The bank remained weak on the equity side, and fell foul of the South African Reserve Bank’s required deposits-to-equity ratio. As a result, the bank had to be bailed out by other groups, and black control was lost – something that clearly does not sit well with Dr Motsuenyane. He states in the book that he would like black people to buy shares and take back control of the bank they created.
He lists among his early role models and mentors people such as SJJ Lesolang and his brothers, who were pioneering black entrepreneurs; the Afrikaner Willie Hofmeyr; the erstwhile chairperson of the Johannesburg Chamber of Commerce, Cyril Pearce; the Afrikaner businessman Anton Rupert; RV Selope Thema, a veteran black politician and early ANC leader; Richard Maponya, a Soweto entrepreneur; JJ Makgetha, another Soweto businessman; and others.
Dr Motsuenyane capped it all with a stint in politics.

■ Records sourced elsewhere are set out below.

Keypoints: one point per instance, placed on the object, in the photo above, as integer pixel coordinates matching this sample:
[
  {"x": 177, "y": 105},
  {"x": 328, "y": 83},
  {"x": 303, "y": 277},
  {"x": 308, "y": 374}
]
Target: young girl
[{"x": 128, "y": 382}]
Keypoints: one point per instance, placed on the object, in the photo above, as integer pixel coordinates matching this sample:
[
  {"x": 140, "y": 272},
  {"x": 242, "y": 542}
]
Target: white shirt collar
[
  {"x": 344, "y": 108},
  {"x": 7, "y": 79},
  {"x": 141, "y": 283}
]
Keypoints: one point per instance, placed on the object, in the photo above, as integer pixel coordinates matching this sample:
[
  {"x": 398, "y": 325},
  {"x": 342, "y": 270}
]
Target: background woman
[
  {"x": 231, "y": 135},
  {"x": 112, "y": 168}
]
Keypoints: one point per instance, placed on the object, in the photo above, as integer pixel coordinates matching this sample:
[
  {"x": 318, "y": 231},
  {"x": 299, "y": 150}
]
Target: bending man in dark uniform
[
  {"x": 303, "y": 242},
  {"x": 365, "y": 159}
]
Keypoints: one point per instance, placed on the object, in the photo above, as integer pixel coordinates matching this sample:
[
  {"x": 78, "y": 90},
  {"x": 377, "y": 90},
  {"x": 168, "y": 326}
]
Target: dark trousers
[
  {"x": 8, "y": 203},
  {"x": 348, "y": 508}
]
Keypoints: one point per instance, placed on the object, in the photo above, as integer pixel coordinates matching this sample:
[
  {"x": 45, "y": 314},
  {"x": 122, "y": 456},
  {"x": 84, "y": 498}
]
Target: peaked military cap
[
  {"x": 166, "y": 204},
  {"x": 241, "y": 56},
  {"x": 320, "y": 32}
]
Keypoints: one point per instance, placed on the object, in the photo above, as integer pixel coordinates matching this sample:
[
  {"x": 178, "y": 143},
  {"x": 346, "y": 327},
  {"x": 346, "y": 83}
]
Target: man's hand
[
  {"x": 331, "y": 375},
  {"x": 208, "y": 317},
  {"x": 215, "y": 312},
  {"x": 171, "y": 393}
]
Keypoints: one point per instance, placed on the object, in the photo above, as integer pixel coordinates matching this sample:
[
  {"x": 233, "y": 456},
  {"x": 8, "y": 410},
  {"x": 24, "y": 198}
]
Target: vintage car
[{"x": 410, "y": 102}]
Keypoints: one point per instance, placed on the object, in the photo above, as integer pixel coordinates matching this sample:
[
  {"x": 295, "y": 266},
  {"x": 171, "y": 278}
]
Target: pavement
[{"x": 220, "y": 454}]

Although he had joined the ANC at an early age, he preferred a back-room political role. In 1989, Nelson Mandela invited him to Victor Verster Prison for talks prior to his release, and in 1994 he was elected leader of the Senate (now the Council of Provinces). In 1996, he was appointed South African ambassador to the Gulf countries of Saudi Arabia, Kuwait, Oman, Bahrain and Yemen.
Finally, Madiba allowed him to retire – but that is not what Dr Motsuenyane did. “For me, there will be no real retirement: there is so much more still to be done. As a late friend of mine always said: ‘We are so far behind that we are not even allowed to sleep’.”